Edward Tufte is one of the most influential information designers in the world. His four major works The Visual Display of Quantitative Information (1983), Envisioning Information (1990), Visual Explanations (1997), and Beautiful Evidence (2006) have defined how we visually present data and information for decades. The new Tufte style brings these principles into your AsciiDoc documents.

What makes Tufte’s design

Edward Tufte follows one central principle: Maximize the share of ink that actually shows data. Every visual element must serve a purpose. Decorative lines, unnecessary colors, and overloaded borders distract from the content and disappear in Tufte’s design philosophy.

This principle, the so-called Data-Ink Ratio, permeates every aspect of the Tufte style:

  • Typography over decoration: Headings use italics instead of bold
  • Wide margins: A generous page margin provides space for sidenotes, sidebar marginals, and margin graphics
  • Sidenotes instead of footnotes: Supplementary information appears directly next to the referenced text
  • Sidebar blocks as marginals: Supplementary text blocks without background in the page margin
  • Booktabs tables: Only three horizontal rules, no vertical lines
  • Restrained colors: Grayscale for text and structure, color reserved for data

The Tufte style layout

The centerpiece of the Tufte style is the two-part layout: a narrow text column on the left and a wide margin on the right for all kinds of marginals: sidenotes, sidebar blocks, and margin graphics.

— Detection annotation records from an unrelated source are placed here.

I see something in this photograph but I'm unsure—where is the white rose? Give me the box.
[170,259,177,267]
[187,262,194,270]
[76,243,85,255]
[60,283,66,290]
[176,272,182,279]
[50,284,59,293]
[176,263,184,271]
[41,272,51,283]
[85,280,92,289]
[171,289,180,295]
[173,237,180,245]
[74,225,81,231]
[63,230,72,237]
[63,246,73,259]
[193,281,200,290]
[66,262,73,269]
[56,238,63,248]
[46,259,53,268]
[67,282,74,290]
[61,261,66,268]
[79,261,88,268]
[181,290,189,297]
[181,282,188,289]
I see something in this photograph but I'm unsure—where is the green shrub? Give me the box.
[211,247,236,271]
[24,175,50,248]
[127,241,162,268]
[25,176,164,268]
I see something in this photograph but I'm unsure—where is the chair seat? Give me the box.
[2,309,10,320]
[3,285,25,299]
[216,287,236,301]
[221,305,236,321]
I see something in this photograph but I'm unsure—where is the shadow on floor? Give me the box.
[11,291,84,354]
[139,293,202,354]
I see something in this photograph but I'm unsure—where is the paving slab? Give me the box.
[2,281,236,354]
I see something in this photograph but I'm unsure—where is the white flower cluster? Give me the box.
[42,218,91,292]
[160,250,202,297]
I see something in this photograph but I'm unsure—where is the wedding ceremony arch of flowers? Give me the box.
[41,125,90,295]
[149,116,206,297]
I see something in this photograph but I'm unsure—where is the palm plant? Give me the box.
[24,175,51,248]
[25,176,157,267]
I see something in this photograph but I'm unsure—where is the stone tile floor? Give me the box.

Four CSS variables control the entire layout architecture:

--tufte-body-width: 650px;      /* Text column: ~60 characters per line */
--tufte-margin-width: 250px;    /* Margin area for marginals */
--tufte-margin-gap: 25px;       /* Gap between text and margin */
--tufte-full-width: 925px;      /* Total width */

The 650-pixel text column produces roughly 60 to 70 characters per line at the given font size (15px). This matches exactly the range that Tufte recommends for optimal readability.

Title page

The Tufte title page, classic book layout

The title page follows the layout of Beautiful Evidence: subtitle at the top, title in the upper third, version information below, author at the bottom. Everything in Gill Sans, uppercase, with generous letter spacing.

Page layout

Page layout in the Tufte style

The Tufte style reaches its full potential in the PDF export. Page margins, running headers, and a refined page architecture come into play here.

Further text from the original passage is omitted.